Peter shares with us his top picks for outdoor adventures on Nantucket Island this season.
- Explore Gardner Farm and Witness the Return of the Ospreys
In early March, ospreys, return to nesting poles all over the island. Also called fish hawks, ospreys mate for life and usually return to the same nesting pole year after year. Nest building begins early and is as fascinating to watch as the raising and feeding of their young. Getting close to one of their nesting sites, however, can be a challenge without local knowledge. But, not if you can join Nantucket Walkabout at 8 a.m. once a week on its Gardner Farm hike this spring and summer to see an active osprey nest on Hummock Pond.
- Attend Open Night at the Loines Observatory
If you’re lucky, you may actually see some of the stars of the silver screen during the Nantucket Film Festival, June 22-27, but glimpsing the galaxies, stars, planets, meteorites, satellites and the International Space Station above us at night is far easier at Nantucket’s Maria Mitchell Association.

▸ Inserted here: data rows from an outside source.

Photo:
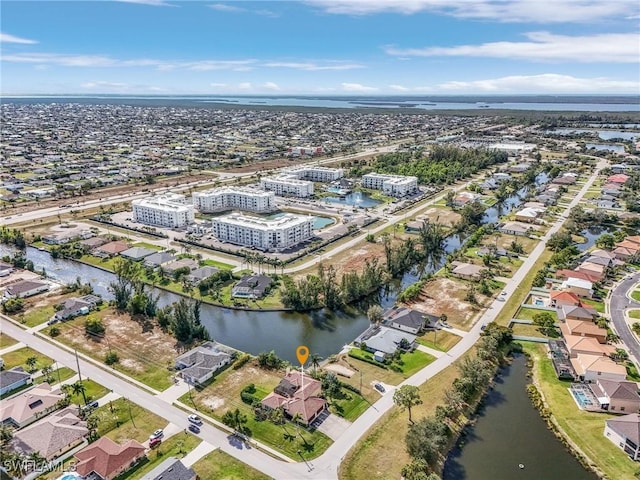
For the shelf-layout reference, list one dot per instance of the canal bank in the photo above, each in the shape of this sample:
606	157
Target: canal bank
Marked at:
508	433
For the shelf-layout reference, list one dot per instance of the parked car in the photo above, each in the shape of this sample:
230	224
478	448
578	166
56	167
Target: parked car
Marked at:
195	419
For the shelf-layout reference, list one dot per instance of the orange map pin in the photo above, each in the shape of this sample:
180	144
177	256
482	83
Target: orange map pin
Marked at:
302	353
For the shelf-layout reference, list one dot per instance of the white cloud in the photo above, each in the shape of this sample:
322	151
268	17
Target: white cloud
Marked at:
357	87
310	66
7	38
539	11
544	46
543	83
151	3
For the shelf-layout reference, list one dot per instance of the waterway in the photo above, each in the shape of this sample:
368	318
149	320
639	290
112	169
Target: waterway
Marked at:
510	432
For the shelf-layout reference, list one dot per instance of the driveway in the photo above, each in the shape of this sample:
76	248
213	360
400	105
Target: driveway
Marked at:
618	303
331	425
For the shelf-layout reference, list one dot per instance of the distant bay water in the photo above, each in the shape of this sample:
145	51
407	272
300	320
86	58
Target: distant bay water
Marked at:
595	103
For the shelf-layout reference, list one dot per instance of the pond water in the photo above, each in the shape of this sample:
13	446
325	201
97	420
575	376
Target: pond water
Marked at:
602	147
602	134
510	432
356	199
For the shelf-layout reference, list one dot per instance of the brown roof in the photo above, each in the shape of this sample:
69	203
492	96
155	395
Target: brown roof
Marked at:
106	457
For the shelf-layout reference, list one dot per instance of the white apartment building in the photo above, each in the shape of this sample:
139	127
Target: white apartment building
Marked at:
265	234
169	210
287	185
394	185
315	173
229	198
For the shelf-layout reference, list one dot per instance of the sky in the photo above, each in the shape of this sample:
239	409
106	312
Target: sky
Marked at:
320	47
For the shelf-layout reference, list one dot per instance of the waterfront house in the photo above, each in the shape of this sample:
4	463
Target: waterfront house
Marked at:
200	364
171	469
624	432
13	379
53	435
617	397
28	406
104	459
297	394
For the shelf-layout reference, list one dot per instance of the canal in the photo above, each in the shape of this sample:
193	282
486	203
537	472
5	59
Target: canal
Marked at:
509	432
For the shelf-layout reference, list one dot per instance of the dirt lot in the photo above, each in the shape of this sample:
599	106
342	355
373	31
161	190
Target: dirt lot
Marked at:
443	295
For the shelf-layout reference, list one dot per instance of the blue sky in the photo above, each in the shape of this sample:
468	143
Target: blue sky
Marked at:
323	47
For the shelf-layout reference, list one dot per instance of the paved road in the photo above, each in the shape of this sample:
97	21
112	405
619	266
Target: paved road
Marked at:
618	303
326	466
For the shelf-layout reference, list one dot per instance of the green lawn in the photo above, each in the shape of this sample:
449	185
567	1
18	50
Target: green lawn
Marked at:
93	391
584	428
176	446
439	340
19	358
214	263
525	313
596	305
222	466
6	341
122	420
58	375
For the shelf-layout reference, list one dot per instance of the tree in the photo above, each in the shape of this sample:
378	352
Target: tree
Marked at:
375	314
546	323
407	396
31	363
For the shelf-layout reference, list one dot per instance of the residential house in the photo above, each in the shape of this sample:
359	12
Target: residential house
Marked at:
199	364
529	214
171	469
13	379
617	396
110	249
298	395
583	328
379	338
251	286
74	306
201	273
466	271
624	432
590	368
137	253
516	228
28	406
25	288
159	259
577	344
582	288
105	459
408	320
572	312
53	435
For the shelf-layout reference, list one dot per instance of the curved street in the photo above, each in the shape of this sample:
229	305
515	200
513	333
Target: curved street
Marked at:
618	304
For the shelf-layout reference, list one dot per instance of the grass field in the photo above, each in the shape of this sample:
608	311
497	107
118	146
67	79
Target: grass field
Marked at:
222	466
175	446
528	313
439	340
585	429
6	341
122	420
19	358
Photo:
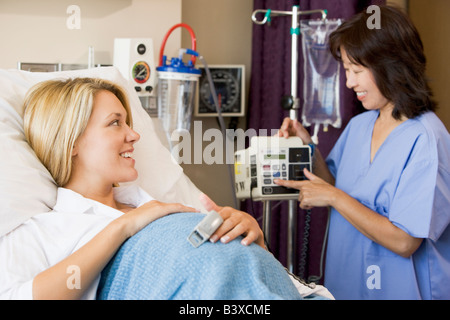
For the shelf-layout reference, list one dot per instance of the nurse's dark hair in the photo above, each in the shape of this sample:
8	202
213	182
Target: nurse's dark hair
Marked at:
395	55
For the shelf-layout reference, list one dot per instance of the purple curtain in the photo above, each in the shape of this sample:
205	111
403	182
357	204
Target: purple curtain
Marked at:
270	81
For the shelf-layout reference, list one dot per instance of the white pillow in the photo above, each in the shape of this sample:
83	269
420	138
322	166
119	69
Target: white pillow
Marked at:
27	188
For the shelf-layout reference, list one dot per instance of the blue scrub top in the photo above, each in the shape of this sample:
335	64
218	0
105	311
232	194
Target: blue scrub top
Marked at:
408	181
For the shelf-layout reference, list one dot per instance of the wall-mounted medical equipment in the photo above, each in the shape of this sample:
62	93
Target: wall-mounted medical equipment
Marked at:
134	58
229	82
266	159
177	84
205	228
321	105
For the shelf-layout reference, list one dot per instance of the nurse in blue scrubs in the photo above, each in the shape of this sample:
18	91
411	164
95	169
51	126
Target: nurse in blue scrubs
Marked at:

The MMA, which maintains the largest public telescope on the East Coast, offers open telescope nights throughout the season, free to members and $10 for non-members. Scheduled open telescope nights on May 16 and 17, 7:30-9 p.m., June 1, 3, 6, 8, 10, 13, 15, 18, 20, 22, 24, 27 and 29 and equally as many nights in July and August, are subject to cancellation depending on the weather.
- Pick Wild Nantucket Blueberries in the Smooth Hummocks
Wild low bush blueberries are ripe and ready for the picking July and into early August, but you have to know where to look for them. Some people spend hours and hours searching Nantucket and yet barely find enough for one or two muffins. Let Nantucket Walkabout be your guide, $40 for adults/$20 for children, to where these delicious native berries grow.
- Explore Great Point with a Four-Wheel Drive Tour
Until you get out there and experience its extraordinary beauty, Great Point is just another named peninsula on a myriad of Nantucket maps. Walking out there on your own or renting an oversand vehicle are reasonable options, but you’ll learn the most on your trip by taking The Trustees of Reservations’ three-hour Great Point Natural History Tour of its Coskata-Coatue Wildlife Refuge in their four-wheel-drive van. For $65, the TTR tour guide picks you up in their van at the Wauwinet Gatehouse just before the Wauwinet Inn. The tour includes a climb up into the Great Point Lighthouse for an amazing view.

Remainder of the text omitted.